Onlar dış ilişkilerinde mazlum milletlere karşı hiç de sanıldığı gibi sol ya da sosyal demokrat endişeler taşımazlar.


Bir zamanlar dünyayı sömürmüşler, palazlanmışlar, bu işin tadı damaklarında kalmıştır; şimdi kendi yurttaşları arasında bu parsayı “daha adaletli” biçimde paylaşma çekişmeleriyle birlikte “arkası yok mu?”  derdindedirler.

Sosyal demokratlıkları küresel değil “içseldir”.
Hani arada birbirlerine düşmeyip biraz daha sömürebilseler var ya… “Bak böylesi ganimet oldu mu kendi içimizde eşitçe bölüşmemiz lazım, bu dünyada (aslında kendi içlerinde) sosyal adalet diye bir şey var değil mi?” derler birbirlerine.

Dünya’daki diğer ve az rastlanır çaba; bizim gibi, vakti zamanında işte tam da bu sömürgeci milletlerden çok çekmiş, kapitülasyonlarla iliğine kadar sömürülmüş, ardından can havliyle onlara karşı bir kurtuluş savaşı vermiş ve yıllardır kendini toparlamaya çalışan, ama yine de paçasını tam olarak kurtaramamışların, sermaye birikimi zayıf ülkelerin aynı zamanda antiemperyalist olan bir kısım sosyal demokratlarının yurtsever tabanlı gayretleridir.

Daha da özünü söyleyelim:
Avrupa sosyal demokratları; dışa karşı kapitalist, ancak kendi içlerinde sosyal adaletçidirler.
Onların birinci öncelikleri asla ülkeler arasındaki değil, ancak kendi aralarındaki eşit paylaşımı gerçekleştirmektir.

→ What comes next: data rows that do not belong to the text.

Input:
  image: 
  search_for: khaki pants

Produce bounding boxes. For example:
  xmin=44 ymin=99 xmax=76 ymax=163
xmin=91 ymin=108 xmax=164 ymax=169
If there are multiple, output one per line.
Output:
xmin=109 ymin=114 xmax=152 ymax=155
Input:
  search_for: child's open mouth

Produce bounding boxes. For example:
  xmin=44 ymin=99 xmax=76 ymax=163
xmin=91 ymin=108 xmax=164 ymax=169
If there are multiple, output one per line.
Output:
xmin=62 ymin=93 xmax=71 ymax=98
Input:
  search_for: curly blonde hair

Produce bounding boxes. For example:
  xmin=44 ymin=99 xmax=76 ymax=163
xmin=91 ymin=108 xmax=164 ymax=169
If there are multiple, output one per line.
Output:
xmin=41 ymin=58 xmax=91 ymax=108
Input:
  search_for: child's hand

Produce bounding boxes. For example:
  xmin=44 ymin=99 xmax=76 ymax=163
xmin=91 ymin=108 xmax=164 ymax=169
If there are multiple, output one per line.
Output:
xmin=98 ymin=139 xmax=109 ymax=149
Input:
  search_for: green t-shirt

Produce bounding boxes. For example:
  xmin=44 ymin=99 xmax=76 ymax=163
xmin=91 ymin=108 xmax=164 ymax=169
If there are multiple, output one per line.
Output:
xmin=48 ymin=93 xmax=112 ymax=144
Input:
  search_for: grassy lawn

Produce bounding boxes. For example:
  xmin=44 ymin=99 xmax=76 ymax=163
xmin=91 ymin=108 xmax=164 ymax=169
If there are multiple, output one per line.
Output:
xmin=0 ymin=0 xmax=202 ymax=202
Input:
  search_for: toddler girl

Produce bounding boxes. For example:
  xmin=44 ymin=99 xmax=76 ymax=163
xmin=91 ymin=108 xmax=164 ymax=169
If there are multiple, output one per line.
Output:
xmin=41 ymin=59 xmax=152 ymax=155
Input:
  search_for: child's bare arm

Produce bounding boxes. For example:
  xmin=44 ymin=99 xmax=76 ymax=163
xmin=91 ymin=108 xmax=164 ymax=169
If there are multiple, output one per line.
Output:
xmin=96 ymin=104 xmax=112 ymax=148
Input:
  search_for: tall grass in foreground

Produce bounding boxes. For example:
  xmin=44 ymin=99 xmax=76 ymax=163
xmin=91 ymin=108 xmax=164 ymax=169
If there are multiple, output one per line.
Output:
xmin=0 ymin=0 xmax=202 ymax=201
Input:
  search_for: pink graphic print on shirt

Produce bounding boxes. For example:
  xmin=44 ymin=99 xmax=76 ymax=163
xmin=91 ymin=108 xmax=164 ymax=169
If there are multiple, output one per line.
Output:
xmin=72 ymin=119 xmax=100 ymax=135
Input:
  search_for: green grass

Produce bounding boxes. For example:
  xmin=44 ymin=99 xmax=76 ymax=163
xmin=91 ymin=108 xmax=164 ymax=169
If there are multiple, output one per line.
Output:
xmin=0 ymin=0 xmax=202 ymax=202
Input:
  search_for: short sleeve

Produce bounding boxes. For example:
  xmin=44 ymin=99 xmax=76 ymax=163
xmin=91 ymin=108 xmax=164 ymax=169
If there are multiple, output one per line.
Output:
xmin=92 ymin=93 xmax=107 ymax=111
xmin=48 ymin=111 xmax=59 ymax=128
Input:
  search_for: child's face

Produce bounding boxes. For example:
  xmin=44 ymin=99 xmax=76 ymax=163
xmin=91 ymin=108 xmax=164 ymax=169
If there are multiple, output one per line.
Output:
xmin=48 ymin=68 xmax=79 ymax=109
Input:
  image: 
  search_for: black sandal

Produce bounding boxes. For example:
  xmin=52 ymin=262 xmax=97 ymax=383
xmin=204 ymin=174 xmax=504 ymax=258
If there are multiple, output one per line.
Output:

Bizdeki ise, öncelikle şu yabancıların istismarından nasıl kurtulacağımız meselesidir.
Dolayısıyla bize uyan şekil öncelikle “anti-emperyalist” mücadeledir.
Bunu yaptığımızda gerisi zaten epeyce kolaylaşacaktır.

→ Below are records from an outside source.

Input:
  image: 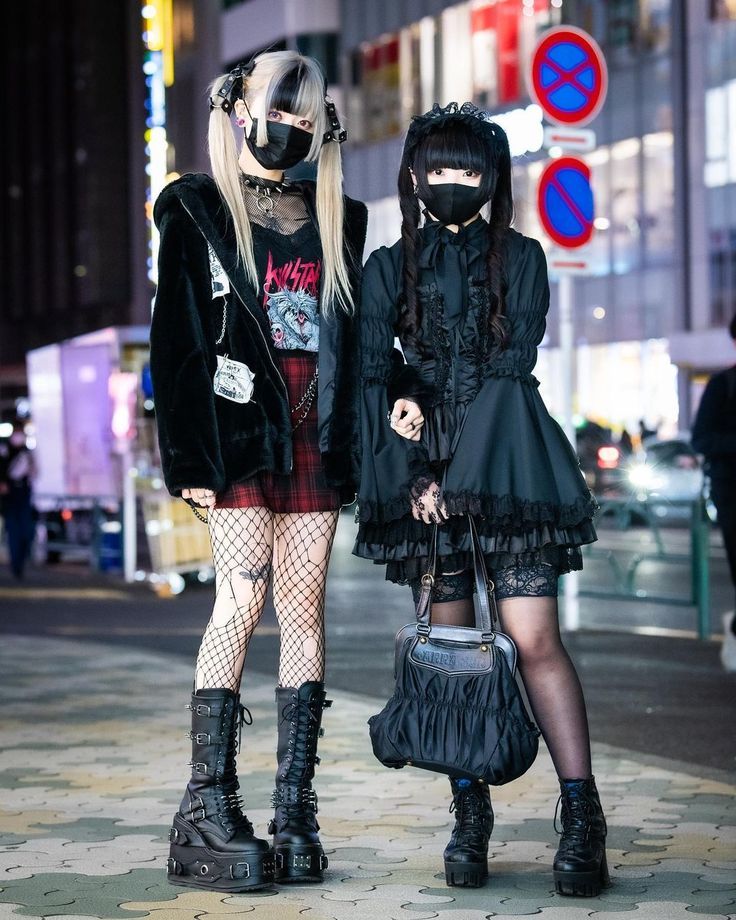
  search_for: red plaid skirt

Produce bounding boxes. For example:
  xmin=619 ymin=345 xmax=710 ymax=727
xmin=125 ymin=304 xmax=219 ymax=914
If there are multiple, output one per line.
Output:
xmin=215 ymin=352 xmax=340 ymax=514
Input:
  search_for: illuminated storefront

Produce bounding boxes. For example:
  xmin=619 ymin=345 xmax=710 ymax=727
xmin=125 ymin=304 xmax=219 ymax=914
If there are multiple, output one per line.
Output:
xmin=141 ymin=0 xmax=174 ymax=284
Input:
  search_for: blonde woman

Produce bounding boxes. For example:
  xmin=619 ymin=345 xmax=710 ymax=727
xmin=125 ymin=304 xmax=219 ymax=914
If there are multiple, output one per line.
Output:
xmin=151 ymin=51 xmax=366 ymax=891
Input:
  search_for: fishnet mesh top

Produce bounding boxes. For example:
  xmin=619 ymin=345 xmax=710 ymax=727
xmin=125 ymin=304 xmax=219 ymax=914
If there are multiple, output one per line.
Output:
xmin=241 ymin=175 xmax=311 ymax=236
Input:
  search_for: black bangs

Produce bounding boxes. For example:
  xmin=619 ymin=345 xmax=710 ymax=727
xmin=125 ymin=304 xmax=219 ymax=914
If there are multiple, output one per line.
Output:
xmin=271 ymin=64 xmax=302 ymax=115
xmin=413 ymin=122 xmax=494 ymax=175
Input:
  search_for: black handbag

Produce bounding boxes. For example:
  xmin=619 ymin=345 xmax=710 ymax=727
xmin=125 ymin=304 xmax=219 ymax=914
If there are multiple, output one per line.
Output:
xmin=368 ymin=515 xmax=539 ymax=786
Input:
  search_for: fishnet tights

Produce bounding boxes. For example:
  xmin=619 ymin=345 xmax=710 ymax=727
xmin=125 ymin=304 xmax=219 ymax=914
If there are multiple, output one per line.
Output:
xmin=195 ymin=508 xmax=337 ymax=690
xmin=273 ymin=511 xmax=338 ymax=687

Kimse antiemperyalist politikalar öngörmeden, o mücadeleyi vermeden bunları bırakıp “iç paylaşım” meselelerine atlamamalı, sosyal demokratlık taslamamalıdır.
Bir gün ortada paylaşacak bir şeyi kalmayanlar başlarına çökecek “çulsuzlukta”  adaletli olsalar ne yazar, adaletsiz olsalar ne?

*
Bu genel tablo karşısında şurası açıktır ki, bizim sosyal demokratlarımızın asıl gayreti “Batı tipi paylaşım modelleri üzerine entelektüel çalışmalarla meşguliyet”den önce, bu ülkeyi sömürtmeyecek, sömürüye dur diyecek “antiemperyalist” politikalar üretmek ve ona sahip çıkmak yönünde olmalıdır.
Üstelik bu politikalarda solun daha radikal kesimleriyle de örtüşme sağlanacağı için sonuçta “sırf siyasetçi hesabına göre bile” iktidar yolunda tutarlı bir “güç birliği” de oluşturulabilecektir.

Bu gerçeğe karşın ne yazık ki, şu günlerde sosyal demokrat siyasette ön almış olanlar, böyle antiemperyalist ve doğru bir söylemle yola çıkmak ve yanlarına bu konuda kendilerine güç katabilecek bazı kesimleri de alabilmek varken, tam aksine; olaya “sağ”ından yanaşmakta, böylece başarı şanslarını azaltmakta ve bunu yaparken belki de sosyal demokrat siyasetlerinin ne kadar geniş kitleleri kapsamakta olduğunu düşünmektedirler.

Haydi bu söylemimizi bir espriyle yumuşatalım: Acaba “sağlarına” adam almakla kendileri ortaya çıkan resimde böylece daha solda mı görünmek istemektedirler dersiniz?

Bizler işin başlangıcı olması gereken antiemperyalizmi es geçip gider de, “bizden kazandığını kendi içinde nasıl paylaşacağı üzerine” ince modeller üreten kimi batılı ülkelerin sadece “kendine sosyal demokrat” politikalarına bel bağlar, kendimiz için onlardan medet umar, destek bekler, dümen suyunu izler ve taklit etmeye çalışırsak;
korkarım ki -bir süre sonra onlardan aldığımız derslerden sınıfı geçsek bile- o gün elimizde, bırakın kendi halkımıza sosyal demokratça paylaştırılabilecek fazla bir şeyimiz olup olmayacağını, kendini hep arkadan esen rüzgârlara koyuvermiş milli burjuvazimize bile öyle dişe dokunur pek bir şeyler kalmayacaktır.
Dolayısıyla, bizim sosyal demokrasimiz bir kısım batılı sosyal demokratlarınkinden daha da farklılaşarak antiemperyalist bir omurgaya kavuşturulmalıdır.